Setelah kedua lelucon itu dipertukarkan, suasana tegang mereda secara signifikan, dan semua orang perlahan menuju pintu keluar lapangan olahraga. Seseorang datang menghampiri, menepuk bahu Jiang Lin, dan tertawa, "Bagus sekali, Jiang Lin!"
Aku sudah kesal karena Huang Fang sengaja menjatuhkan diri, tapi campur tangan Jiang Lin membuatku merasa jauh lebih baik.
"Terima kasih."
Jiang Lin biasanya memiliki ekspresi datar, bahkan ketika dia mengatakan hal-hal seperti ini, dia tidak menunjukkan emosi apa pun.
Orang yang menyapanya memberikan senyum canggung dan berlari menjauh dari pandangan Jiang Lin seolah-olah melarikan diri, sepertinya bergumam sesuatu di bawah napasnya.
"Dia sebenarnya bukan orang yang mudah bergaul..."
Jiang Lin: "..."
Jiang Lin menoleh ke arah Jiang Ying yang sedang termenung: "Bukankah aku orang yang ramah?"
"Tidak mungkin?" seru Jiang Ying kaget, "Siapa bilang kau tidak ramah? Kau punya kepribadian yang sangat baik!"
Meskipun dia tidak banyak menunjukkan ekspresi dan tidak aktif berbagi apa pun dengan orang lain, dia mendengarkan segalanya, menerima segalanya, tidak pernah mengganggu atau membuat orang lain jengkel, dan memiliki batasan yang sangat kuat. Bukankah itu kepribadian yang luar biasa?
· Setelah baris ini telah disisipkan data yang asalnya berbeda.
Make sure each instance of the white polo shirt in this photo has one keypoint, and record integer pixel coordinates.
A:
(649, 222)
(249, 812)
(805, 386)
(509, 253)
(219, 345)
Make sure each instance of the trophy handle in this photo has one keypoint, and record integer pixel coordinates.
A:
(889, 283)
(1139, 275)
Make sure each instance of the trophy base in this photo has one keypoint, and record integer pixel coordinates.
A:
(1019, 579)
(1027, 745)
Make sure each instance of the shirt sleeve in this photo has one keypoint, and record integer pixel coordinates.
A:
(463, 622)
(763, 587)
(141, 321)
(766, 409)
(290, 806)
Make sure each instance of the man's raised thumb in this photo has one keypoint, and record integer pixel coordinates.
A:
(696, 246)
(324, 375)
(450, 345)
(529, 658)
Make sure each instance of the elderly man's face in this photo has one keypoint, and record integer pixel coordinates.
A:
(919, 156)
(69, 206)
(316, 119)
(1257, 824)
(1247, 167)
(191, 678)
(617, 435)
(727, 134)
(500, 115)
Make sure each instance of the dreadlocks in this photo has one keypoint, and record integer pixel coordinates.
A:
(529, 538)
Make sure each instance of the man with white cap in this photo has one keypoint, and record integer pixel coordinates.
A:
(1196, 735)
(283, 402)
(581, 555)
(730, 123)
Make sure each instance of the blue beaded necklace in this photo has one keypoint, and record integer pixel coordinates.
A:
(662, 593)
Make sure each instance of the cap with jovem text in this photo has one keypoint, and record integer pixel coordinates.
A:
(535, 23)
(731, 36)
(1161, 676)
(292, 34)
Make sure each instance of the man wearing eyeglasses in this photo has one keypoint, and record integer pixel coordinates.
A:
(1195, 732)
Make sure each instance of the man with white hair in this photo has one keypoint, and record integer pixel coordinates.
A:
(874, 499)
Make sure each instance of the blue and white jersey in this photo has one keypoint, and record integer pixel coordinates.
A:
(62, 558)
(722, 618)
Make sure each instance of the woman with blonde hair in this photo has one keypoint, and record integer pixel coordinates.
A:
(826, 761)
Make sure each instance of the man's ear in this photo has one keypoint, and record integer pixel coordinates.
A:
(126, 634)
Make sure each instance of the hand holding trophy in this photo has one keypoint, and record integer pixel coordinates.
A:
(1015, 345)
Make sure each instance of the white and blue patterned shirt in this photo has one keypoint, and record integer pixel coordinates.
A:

Jiang Ying akan menyebut orang seperti itu sebagai "kesemek lunak dengan tulang keras"—selama Anda tidak menyentuh titik lemah mereka, Anda bisa meremas mereka sesuka hati.
Jiang Lin mengangkat bahu, menunjukkan rasa tidak berdaya dan kebingungannya. Dia mendengar suara notifikasi dari terminal pribadinya dan menunduk melihat layar.
Melihat Jiang Lin menegang, Jiang Ying mendekat dan bertanya, "Siapa yang mengirimimu pesan itu? Menakutkan sekali!"
Namun, ini tidak menakutkan.
Yang Xing bertanya padanya apakah dia ada waktu luang malam ini dan apakah dia ingin menonton cuplikan pertempuran mecha Snowfall bersama, karena hanya berlangsung lima jam.
Lima jam... hahaha, "hanya".
Jiang Lin menatap Jiang Ying di sampingnya dan bertanya dengan sangat serius, "Jiang Ying, apakah kita akan berlatih menembak malam ini?"
Jiang Ying: "Hah?"
Sebentar lagi, cuti bulanan saya akan berakhir.
Di Akademi Militer Liming, siswa mendapat libur satu hari per minggu, empat hari libur per bulan, dan satu bulan libur per tahun.
Ini adalah liburan satu bulan pertama Jiang Lin dan teman-teman sekelasnya setelah dimulainya semester, di mana mereka berkontribusi pada daftar pengadaan material yang disusun oleh Kang Yao.
Awalnya, kami tidak perlu keluar untuk membeli bahan-bahan. Harga bahan-bahan yang dibutuhkan siswa di sekolah cukup terjangkau, sekitar 70% dari harga pasar, yang hampir hanya harga pokok ditambah biaya transportasi dan penyimpanan. Namun, keluarga Jiang Lin bergerak di bidang daur ulang material, dan dengan koneksinya, dia dapat menegosiasikan harga hingga setidaknya 30% dari harga pasar untuk bahan-bahan yang 90% masih baru.
Biaya pengiriman juga sudah termasuk.
Diskon 30% plus pengiriman gratis—sudah jelas betapa menggiurkannya tawaran itu bagi para siswa akademi militer.
Jadi, pukul 6:30 pagi, Jiang Lin terbangun dari tidurnya. Dia menatap kosong ke arah kepala yang mencuat dari kabin dan diam-diam mematikan mode transparan dari pod tidur tersebut.
Jiang Lin selalu terbiasa tidur dalam kondisi terang, terutama agar cahaya pagi bisa membangunkannya.
...Tapi bukan Yang Xing yang membangunkan saya.
Yang Xing, yang baru saja tersenyum dan hendak menyapa seseorang, memperhatikan jendela kaca kapsul tidur yang berubah dari transparan menjadi buram.
"Jiang Lin, bangun!" Yang Xing menepuk bagian luar kapsul tidur, suaranya seperti bisikan iblis, "Waktu hampir habis, kereta antarbintang sebelum jam delapan harganya setengah."
Jiang Lin: "..."
Aku akan melawan kalian orang kaya dan pelit!